On June 30, 2016 the South Korean government announced the Guidelines on Personal Data De-identification Measures and the Comprehensive Guide to Data Protection and Privacy Laws and Regulations (collectively, the “Guidelines”). Prior to the announcement of these Guidelines, the use and transfer of personal data for purposes other than those consented to by the data subject was considered to be nearly impossible due to rigid and complex data protection laws in South Korea and the general ambiguity associated with the concept of personal data.
By specifying the criteria, procedures, and methods of de-identification measures and the criteria for determining what qualifies as personal information, the Guidelines seek to facilitate the utilisation of de-identified personal data under the data protection laws in South Korea.
Key provisions of the guidelines
In this section, we examine the key provisions of the new guidelines which serves to assist organizations in understanding and establishing proper methods for protecting and using personal information under the data protection laws in South Korea.
 Establishment of clear criteria for personal data de-identification measures
The Guidelines classify personal data de-identification measures into four stages – e.g., “‘pre-evaluation,” “de-identification measures,” “adequacy assessment,” and “ex post facto management” and provide detailed guidance on the recommended measures and considerations to be made for each stage.
- 1st Stage: Pre-evaluation
This stage determines whether the subject data can be classified as personal information. If it is clear that the subject data is not personal information, then the information may be used without having to take any additional measures.
- 2nd Stage: De-identification measures
Once the subject data is determined to constitute personal information, certain measures that delete or substitute all or parts of the personally identifiable elements within the personal data must be implemented, so that a specific individual can no longer be identified from the de-identified information. Such measures include pseudonymisation, aggregation, data reduction, data suppression and data masking.
- 3rd Stage: Adequacy assessment
In this stage, an assessment is made as to whether the subject data which has passed through the first two stages can still be easily combined with other information to identify a specific individual. The Guidelines prescribe detailed rules on the persons to perform the assessment, and the methods and standards for the assessment, and the highlights of these rules and standards are as follows:
- The adequacy assessment must be performed by a “Task Force to Assess the Adequacy of De-Identification Measures” (the “Assessment TF”). The Assessment TF will be comprised of at least three members with the relevant expertise (the majority of whom must be from outside the data controller, and will be recommended and appointed by the privacy officer of the data controller).
- The Assessment TF will assess the adequacy of the de-identification measures by examining various information provided by the Data Handler, such as a description of the subject data, the implementation status of de-identification measures, and the management proficiency of the Data Handler. The k-anonymity privacy protection model will be primarily used when assessing the adequacy of de-identification measures.

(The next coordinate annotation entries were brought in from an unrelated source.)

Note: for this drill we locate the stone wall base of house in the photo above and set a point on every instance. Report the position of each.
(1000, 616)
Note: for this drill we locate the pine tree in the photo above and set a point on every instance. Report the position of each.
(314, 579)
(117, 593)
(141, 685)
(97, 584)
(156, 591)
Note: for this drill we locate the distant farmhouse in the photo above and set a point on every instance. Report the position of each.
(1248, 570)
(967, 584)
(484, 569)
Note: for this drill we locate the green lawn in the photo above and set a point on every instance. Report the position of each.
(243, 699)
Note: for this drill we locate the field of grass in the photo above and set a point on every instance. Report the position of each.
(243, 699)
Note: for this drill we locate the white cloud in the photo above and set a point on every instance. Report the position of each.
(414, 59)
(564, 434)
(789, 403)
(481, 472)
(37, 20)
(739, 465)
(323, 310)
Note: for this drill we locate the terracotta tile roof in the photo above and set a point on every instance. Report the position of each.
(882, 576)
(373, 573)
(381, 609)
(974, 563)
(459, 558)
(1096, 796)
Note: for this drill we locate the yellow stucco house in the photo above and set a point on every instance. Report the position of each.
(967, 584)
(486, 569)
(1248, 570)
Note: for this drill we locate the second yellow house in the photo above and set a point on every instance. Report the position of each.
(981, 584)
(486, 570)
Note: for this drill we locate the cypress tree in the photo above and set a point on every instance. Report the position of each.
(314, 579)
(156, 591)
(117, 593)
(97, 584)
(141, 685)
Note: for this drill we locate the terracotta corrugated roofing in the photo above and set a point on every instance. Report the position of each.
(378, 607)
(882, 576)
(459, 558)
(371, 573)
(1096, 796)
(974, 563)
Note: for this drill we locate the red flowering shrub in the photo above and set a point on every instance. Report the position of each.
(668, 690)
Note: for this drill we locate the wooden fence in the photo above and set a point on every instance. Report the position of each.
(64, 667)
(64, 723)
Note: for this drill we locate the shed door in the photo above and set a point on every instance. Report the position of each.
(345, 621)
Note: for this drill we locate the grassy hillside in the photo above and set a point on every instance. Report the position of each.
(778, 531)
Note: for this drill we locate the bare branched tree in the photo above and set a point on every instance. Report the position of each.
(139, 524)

- 4th Stage: Ex post facto management
The Guidelines prescribe detailed ex post facto management measures designed to ensure that the de-identified information does not become re-identifiable during the course of subsequent data processing. Such measures include (i) the implementation of technical and managerial safeguards for the secure management of the de-identified information, (ii) regular monitoring that can detect changes in the possibility of re-identification, and (iii) the inclusion of contractual provisions on re-identification risk management when entering into agreements with a third party for the provision of the de-identified information or outsourcing of the processing of the de-identified information.